Solution of inequalities

Any school program in mathematics includes material on inequalities. They surround the schoolboy everywhere: in formulas, algebraic axioms and problems. What is inequality and how does the solution of inequalities look like?

Inequality assumes in its condition a distinction between the two parts of the expression. In total, there are two types: strict and non-strict. Non-simple inequalities allow an option in which their parts are equal (in this case, the signs "greater than or equal to" and "less than or equal to" are used). Strict inequalities do not allow the use of answers in which their parts become equal. In this case, the solution of inequalities includes the signs "more", "less" and "not equal".

Most often, the inequalities have a whole range of values in the answer, including both integers and many fractional ones. To give a complete and uniquely correct answer, write down not exact values, but their intervals. The solution of inequalities occurs most often by the method of intervals, where it is checked which part of the coordinate segment satisfies all the conditions that make it possible to form the correct inequality. The answer is written in the form "the unknown belongs to a segment of coordinates with given boundaries". An example of a response record is x Є (7; 10), where the parenthesis indicates a strict inequality, and the square bracket indicates a non-strict (that is, 10 is one of the possible answers, and 7 is not.) If the range of possible solutions to the inequality goes to infinity The sign of infinity in the answer is always allocated with a parenthesis.

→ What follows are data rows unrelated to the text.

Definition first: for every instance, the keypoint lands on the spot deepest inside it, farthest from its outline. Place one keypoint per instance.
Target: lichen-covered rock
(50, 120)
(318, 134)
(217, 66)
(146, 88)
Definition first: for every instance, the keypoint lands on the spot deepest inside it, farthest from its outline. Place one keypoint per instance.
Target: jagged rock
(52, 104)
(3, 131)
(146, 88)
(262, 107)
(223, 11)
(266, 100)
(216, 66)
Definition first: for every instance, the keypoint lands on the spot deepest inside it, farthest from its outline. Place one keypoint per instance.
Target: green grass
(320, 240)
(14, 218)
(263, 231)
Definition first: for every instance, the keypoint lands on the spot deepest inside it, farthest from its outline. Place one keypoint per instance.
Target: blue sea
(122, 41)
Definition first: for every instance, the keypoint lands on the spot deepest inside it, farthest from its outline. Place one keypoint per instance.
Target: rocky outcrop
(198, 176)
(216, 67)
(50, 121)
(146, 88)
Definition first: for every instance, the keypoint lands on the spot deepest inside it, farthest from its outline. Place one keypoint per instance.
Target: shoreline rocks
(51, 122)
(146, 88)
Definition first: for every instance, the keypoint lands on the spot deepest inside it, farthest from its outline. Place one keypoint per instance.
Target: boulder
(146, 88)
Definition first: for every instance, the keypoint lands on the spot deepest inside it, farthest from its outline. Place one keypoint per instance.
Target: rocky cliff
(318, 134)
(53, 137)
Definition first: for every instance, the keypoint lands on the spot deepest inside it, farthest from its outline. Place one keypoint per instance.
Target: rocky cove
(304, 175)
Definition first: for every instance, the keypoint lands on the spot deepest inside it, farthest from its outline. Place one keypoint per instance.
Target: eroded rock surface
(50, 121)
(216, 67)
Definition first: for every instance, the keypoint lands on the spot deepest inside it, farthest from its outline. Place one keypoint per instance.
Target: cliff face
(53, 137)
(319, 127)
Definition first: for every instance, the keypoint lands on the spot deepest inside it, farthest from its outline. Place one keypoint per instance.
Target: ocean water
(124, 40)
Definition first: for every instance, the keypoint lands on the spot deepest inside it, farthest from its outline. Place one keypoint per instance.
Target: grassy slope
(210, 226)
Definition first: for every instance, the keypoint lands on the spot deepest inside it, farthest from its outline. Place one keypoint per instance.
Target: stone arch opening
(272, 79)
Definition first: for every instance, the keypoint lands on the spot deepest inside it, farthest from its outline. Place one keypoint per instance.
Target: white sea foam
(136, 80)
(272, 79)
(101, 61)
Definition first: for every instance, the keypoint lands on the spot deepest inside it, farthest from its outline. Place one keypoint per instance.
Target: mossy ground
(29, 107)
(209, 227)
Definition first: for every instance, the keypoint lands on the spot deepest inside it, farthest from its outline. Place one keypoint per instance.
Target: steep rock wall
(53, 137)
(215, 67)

Inequalities are many kinds, but the most complex questions arise in two cases: this is a solution of irrational and fractional inequalities.

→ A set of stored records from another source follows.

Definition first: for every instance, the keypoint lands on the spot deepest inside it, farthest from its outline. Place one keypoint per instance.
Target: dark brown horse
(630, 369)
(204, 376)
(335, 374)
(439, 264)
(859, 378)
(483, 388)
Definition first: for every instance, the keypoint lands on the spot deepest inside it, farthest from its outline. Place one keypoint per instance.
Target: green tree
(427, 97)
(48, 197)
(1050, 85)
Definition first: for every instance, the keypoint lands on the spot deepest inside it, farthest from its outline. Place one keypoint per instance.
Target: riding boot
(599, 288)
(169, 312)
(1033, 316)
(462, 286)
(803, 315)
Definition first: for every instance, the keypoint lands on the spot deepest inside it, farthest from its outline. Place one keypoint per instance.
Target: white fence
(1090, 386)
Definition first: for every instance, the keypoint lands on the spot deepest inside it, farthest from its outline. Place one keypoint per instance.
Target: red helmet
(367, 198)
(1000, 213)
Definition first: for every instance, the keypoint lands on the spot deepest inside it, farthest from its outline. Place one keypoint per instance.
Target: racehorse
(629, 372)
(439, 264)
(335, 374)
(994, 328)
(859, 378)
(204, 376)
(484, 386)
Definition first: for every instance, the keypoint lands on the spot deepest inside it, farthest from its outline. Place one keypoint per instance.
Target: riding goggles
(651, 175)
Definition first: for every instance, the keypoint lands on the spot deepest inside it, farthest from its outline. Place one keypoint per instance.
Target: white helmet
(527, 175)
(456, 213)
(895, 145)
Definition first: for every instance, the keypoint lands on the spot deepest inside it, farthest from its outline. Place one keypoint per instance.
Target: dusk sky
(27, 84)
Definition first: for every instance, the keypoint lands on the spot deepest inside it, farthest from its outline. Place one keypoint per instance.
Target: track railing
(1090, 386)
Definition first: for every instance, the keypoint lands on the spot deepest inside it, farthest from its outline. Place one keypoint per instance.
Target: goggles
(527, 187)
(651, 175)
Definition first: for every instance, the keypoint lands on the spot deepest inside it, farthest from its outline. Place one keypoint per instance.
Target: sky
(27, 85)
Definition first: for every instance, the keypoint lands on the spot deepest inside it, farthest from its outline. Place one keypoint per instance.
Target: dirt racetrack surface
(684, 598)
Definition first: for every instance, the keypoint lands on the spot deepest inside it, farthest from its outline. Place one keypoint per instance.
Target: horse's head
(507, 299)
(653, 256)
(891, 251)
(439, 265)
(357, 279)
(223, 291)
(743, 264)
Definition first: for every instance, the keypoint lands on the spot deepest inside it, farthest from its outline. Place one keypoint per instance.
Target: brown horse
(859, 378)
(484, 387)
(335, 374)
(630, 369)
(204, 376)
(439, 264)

What is irrational inequality? This inequality, one of whose parts is the root of the function. It looks like this inequality is quite difficult for an inexperienced student, and for many students of mathematical departments. However, the solution of irrational inequalities is quite simple: it is necessary simply to raise all the inequalities to a power at the root of which is one of its parts. It is necessary to observe only one rule: if one of the functions is negative, raising to an even degree distorts the inequality and makes it different from the original by its very essence. Therefore, the solution of irrational inequalities is one of those moments on which the lion's share of the schoolchildren and students being mistaken is mistaken.

The solution of fractional inequalities is also quite simple. A fractional inequality is one in which one of the parts is a fraction. What can be done to make the right decision of fractional inequalities? Simply multiply both sides of the inequality by the denominator of one of the functions. This will bring the function into a simpler form, which allows you to quickly and without much effort calculate the correct range of solutions to the inequality.

There are a huge number of types of inequalities, and the solutions of many of them differ from each other. It is necessary to know and present the correct method of solving each of them in order to be able to make a condition competently, to write down the answer and get high scores for the work. What is the solution of irrational and fractional inequalities? First of all, the fact that simplification is used to solve them by eliminating an inconvenient factor (in one case - the root, in the second - the denominator of the function). Therefore, every student and student is obliged to remember that hardly having noticed in the inequality the root or denominator, he must react and either raise both parts of the inequality to the desired degree, or multiply both sides of the inequality by the denominator. This solution method works in most cases, except for tasks of exceptional complexity (which, by the way, are extremely rare). Therefore, it can be said with certainty that the solution to the inequalities proposed above will be true in almost one hundred percent of cases. Good luck in your studies!